Pascal Lamblin [profile] is a research engineer at Google Brain. After completing an engineering degree at École Centrale Paris, he has done research under the supervision of Yoshua Bengio at Université de Montréal where he also worked on the development of Theano.
Emily Fertig [profile] is an AI Resident in Google Research, working on quantifying uncertainty in the predictions of deep neural networks, for the purpose of improving risk management and decision-making under uncertainty in machine-learning systems. Previously she worked as a technical consultant and data scientist in the electricity industry, researched numerical methods for climate policy decision-making at MIT and Penn State, and completed a Ph.D. in Engineering and Public Policy at Carnegie Mellon.
Barak Pearlmutter [profile] is a professor at Maynooth University in Ireland. His research spans adaptive systems, neural networks, machine learning, acoustic source separation and localization, neuroscience, and programming language design and implementation. He is a leading expert in functional automatic differentiation. He has a Ph.D. in Computer Science from Carnegie Mellon University.
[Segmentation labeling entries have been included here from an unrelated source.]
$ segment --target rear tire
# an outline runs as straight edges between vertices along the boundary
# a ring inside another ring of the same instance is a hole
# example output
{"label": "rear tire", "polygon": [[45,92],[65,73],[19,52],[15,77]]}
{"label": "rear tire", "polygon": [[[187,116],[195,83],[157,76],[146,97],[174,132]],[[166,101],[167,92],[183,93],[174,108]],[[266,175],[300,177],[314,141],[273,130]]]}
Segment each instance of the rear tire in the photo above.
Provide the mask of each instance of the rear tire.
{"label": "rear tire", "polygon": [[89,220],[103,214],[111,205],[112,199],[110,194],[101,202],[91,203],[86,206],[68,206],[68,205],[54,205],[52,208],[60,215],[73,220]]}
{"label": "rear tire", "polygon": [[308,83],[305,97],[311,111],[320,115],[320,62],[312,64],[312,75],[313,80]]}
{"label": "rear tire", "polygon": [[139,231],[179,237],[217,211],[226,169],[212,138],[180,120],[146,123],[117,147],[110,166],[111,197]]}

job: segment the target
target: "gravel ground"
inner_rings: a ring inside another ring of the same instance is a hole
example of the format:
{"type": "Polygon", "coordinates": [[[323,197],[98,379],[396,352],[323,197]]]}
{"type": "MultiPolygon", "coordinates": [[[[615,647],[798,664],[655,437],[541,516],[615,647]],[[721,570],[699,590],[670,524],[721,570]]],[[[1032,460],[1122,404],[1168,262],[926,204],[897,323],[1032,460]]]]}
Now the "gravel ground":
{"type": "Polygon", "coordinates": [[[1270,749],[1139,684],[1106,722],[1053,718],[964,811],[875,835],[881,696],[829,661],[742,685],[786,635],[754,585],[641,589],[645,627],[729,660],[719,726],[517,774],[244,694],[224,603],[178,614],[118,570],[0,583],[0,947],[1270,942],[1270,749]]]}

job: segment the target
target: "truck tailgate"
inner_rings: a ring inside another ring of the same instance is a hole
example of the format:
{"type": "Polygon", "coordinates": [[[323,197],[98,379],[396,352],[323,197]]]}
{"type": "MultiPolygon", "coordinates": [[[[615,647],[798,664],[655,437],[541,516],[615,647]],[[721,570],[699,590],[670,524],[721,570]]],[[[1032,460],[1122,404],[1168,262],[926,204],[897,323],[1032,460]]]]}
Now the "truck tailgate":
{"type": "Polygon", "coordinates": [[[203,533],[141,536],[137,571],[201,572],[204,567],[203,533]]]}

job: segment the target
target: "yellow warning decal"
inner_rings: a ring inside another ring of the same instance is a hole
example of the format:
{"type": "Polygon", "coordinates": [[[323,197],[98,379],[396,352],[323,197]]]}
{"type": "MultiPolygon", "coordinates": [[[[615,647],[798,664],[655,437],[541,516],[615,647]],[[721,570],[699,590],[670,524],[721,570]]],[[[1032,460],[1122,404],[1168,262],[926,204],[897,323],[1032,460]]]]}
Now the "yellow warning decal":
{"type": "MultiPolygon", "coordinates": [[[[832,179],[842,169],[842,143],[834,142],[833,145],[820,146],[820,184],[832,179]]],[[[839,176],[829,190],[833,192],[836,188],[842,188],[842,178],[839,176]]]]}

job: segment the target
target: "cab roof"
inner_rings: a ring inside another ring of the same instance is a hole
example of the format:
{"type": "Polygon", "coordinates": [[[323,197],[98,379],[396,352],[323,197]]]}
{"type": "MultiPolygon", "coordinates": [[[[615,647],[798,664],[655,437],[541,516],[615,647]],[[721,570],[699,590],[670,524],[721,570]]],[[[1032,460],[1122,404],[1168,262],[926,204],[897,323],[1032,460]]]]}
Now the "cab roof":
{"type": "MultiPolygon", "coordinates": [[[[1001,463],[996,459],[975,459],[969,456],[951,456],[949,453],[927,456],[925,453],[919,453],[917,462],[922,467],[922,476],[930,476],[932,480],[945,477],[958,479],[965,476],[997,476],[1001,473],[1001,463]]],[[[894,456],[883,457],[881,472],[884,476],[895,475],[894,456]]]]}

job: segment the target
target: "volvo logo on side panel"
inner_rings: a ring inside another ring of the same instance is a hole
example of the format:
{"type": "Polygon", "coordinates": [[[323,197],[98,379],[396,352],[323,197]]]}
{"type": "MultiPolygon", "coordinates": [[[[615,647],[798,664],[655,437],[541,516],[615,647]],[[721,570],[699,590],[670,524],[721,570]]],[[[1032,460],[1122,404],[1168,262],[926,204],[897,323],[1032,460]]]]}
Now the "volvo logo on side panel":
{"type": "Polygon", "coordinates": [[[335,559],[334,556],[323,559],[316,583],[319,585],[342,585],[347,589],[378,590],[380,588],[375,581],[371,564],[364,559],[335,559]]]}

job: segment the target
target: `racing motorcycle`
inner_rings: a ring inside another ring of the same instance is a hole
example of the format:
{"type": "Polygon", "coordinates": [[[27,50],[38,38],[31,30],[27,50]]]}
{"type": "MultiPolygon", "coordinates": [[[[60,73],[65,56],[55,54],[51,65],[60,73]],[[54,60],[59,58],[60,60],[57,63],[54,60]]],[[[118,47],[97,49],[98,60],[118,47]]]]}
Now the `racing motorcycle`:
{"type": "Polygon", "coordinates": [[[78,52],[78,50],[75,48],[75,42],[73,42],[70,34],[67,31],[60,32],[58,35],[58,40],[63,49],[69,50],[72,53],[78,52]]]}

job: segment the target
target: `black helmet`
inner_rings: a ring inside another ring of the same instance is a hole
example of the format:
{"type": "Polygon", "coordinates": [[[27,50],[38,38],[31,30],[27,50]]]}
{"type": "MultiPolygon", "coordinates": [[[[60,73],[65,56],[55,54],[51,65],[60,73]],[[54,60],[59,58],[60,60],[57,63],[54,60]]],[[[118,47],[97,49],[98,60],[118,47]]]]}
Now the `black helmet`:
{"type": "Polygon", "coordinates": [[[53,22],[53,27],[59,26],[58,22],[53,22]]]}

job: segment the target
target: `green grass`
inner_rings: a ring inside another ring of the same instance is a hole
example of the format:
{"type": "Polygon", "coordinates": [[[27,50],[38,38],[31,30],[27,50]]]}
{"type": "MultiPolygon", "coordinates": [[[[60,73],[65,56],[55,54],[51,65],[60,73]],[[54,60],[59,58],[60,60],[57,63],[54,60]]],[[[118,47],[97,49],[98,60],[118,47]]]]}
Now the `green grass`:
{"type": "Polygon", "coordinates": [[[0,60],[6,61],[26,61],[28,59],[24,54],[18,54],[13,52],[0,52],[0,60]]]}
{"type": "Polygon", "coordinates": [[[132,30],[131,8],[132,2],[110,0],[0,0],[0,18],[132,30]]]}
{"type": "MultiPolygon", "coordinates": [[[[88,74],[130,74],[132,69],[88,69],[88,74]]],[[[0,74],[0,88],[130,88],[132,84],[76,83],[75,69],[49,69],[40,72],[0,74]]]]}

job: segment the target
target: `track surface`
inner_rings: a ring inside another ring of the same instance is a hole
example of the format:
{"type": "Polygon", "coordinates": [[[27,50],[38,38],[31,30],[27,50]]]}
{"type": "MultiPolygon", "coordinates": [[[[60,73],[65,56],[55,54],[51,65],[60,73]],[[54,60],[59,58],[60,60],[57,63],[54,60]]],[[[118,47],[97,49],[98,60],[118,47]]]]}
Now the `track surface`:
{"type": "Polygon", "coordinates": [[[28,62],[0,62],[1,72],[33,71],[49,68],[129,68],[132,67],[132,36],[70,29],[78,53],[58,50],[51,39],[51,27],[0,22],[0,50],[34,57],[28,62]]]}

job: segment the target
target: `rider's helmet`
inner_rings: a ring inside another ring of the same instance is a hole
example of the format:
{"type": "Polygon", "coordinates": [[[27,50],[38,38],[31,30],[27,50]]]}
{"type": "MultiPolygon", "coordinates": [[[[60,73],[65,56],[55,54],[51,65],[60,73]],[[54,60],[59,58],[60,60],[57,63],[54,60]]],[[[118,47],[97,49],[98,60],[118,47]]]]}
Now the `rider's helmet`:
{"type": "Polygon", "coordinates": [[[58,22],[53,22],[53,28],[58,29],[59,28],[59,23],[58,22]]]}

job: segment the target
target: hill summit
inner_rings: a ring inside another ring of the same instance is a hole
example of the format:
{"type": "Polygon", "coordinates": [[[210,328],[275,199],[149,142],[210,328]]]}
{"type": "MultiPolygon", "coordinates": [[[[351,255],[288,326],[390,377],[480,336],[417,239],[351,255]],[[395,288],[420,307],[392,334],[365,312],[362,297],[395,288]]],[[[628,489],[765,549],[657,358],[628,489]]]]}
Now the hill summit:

Laurent Hascoët [profile] is a Research Director at INRIA Sophia-Antipolis. His research focuses on software tools for scientific computing, partial evaluation and automatic parallelisation, and automatic differentiation. He is known for promoting the use of AD in the scientific computation community, including applications of AD technology to real programs, but also the definition of methodologies for a clever use of AD derivatives in optimization problems or inverse problems.
David Duvenaud [profile] is an assistant professor in computer science and statistics at the University of Toronto. He holds a Canada Research Chair in generative models. His postdoctoral research was done at Harvard University, where he worked on hyperparameter optimization, variational inference, and chemical design. He did his Ph.D. at the University of Cambridge, studying Bayesian nonparametrics with Zoubin Ghahramani and Carl Rasmussen. David spent two summers in the machine vision team at Google Research, and also co-founded Invenia, an energy forecasting and trading company. David is a founding member of the Vector Institute and a Faculty Fellow at ElementAI.